More accurate estimate on parquet row groups size #11258

jinyangli34 · 2024-10-04T16:53:23Z

Context:
When writing data to parquet, the data could be in memory buffer, encoded as page, or in mixed state. The size of in memory data could be much larger than encoded page. The row group size could be even smaller after the final compression.
This makes it difficult to estimate the current row group size, and result in creating much smaller row-group than write.parquet.row-group-size-bytes config

Fix:
Use the previous in memory vs written ratios to make estimation on current row group

Testing:
Writing 50 columns with 1MB row group size, using columnName + i as data
(wide columns and small row group size can reduce the chance of encoding happens)

Before fix:
Block 1 compressed size: 30792
Block 2 compressed size: 30793
Block 3 compressed size: 30791
Block 4 compressed size: 30935
Block 5 compressed size: 30838
Block 6 compressed size: 30825
Block 7 compressed size: 30843
Block 8 compressed size: 30839


After fix:
Block 1 compressed size: 1007783
Block 2 compressed size: 1051313
Block 3 compressed size: 1056900
Block 4 compressed size: 1056199
Block 5 compressed size: 1059470
Block 6 compressed size: 1058124
Block 7 compressed size: 1060285
Block 8 compressed size: 1057551

jinyangli34 · 2024-10-08T00:15:12Z

spark/v3.5/spark/src/test/java/org/apache/iceberg/spark/actions/TestRewriteDataFilesAction.java

+    Table table = createTable(6);
+    shouldHaveFiles(table, 6);


After this change, the test table has smaller number of row groups. Small change like 4->3 may cause small tail when generating taskGroups
Size of taskGroups with 4 -> 3: [197078, 188542, 189047, 15617]

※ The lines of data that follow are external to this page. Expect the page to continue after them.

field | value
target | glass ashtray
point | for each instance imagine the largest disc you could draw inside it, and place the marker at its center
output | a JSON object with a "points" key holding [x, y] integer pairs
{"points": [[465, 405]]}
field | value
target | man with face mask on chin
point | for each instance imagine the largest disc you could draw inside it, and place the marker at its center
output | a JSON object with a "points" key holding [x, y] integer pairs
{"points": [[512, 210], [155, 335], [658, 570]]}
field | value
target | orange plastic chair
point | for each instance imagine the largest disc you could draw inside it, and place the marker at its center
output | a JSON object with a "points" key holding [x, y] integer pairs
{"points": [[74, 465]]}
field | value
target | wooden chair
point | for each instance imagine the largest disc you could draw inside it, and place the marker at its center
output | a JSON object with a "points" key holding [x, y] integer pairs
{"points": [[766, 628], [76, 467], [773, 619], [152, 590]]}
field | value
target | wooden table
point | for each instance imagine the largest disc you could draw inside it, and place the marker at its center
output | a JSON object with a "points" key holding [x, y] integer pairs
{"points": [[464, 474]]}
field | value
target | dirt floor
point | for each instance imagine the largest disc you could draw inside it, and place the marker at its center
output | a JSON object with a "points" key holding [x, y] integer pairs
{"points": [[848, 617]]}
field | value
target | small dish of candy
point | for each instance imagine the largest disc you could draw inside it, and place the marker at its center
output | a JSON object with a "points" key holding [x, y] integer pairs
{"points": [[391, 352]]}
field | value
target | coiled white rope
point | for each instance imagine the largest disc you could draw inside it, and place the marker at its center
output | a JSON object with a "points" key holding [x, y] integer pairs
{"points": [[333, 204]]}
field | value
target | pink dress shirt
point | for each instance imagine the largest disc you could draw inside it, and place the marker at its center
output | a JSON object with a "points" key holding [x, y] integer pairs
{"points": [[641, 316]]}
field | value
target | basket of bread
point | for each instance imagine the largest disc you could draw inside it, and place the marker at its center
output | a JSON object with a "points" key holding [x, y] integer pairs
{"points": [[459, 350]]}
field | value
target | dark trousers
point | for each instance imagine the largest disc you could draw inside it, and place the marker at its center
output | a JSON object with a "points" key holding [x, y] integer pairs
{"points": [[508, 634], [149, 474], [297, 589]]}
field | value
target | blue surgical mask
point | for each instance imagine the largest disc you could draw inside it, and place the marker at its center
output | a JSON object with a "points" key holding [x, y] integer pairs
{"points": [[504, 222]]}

Using 6 -> 3 can have better tolerance.

I'm not sure I understand why changes to this test are being made

4/3 may produce groups with [1.4, 1.3, 1.3] or [1.3, 1.3, 1.3, 0.1]
The testing data generates [197078, 188542, 189047, 15617] with small tail.
Using 4/2 or 6/3 can make test more robust.

edgarRd · 2024-10-08T15:13:34Z

parquet/src/main/java/org/apache/iceberg/parquet/ParquetWriter.java

@@ -185,9 +190,17 @@ public List<Long> splitOffsets() {
    return null;
  }

+  private long estimateBufferSize() {
+    if (totalRowGroupSize == 0 || totalBufferSize == 0) {


Should this also fallback to writeStore.getBufferedSize() when currentBufferSize == 0? Likely it'd be 0 since I don't see other case, but I feel that'd make it consistent on the fallbacks.

edgarRd · 2024-10-08T15:14:17Z

parquet/src/main/java/org/apache/iceberg/parquet/ParquetWriter.java

@@ -185,9 +190,17 @@ public List<Long> splitOffsets() {
    return null;
  }

+  private long estimateBufferSize() {


Rename estimateBufferSize to estimateBufferedSize for naming consistency.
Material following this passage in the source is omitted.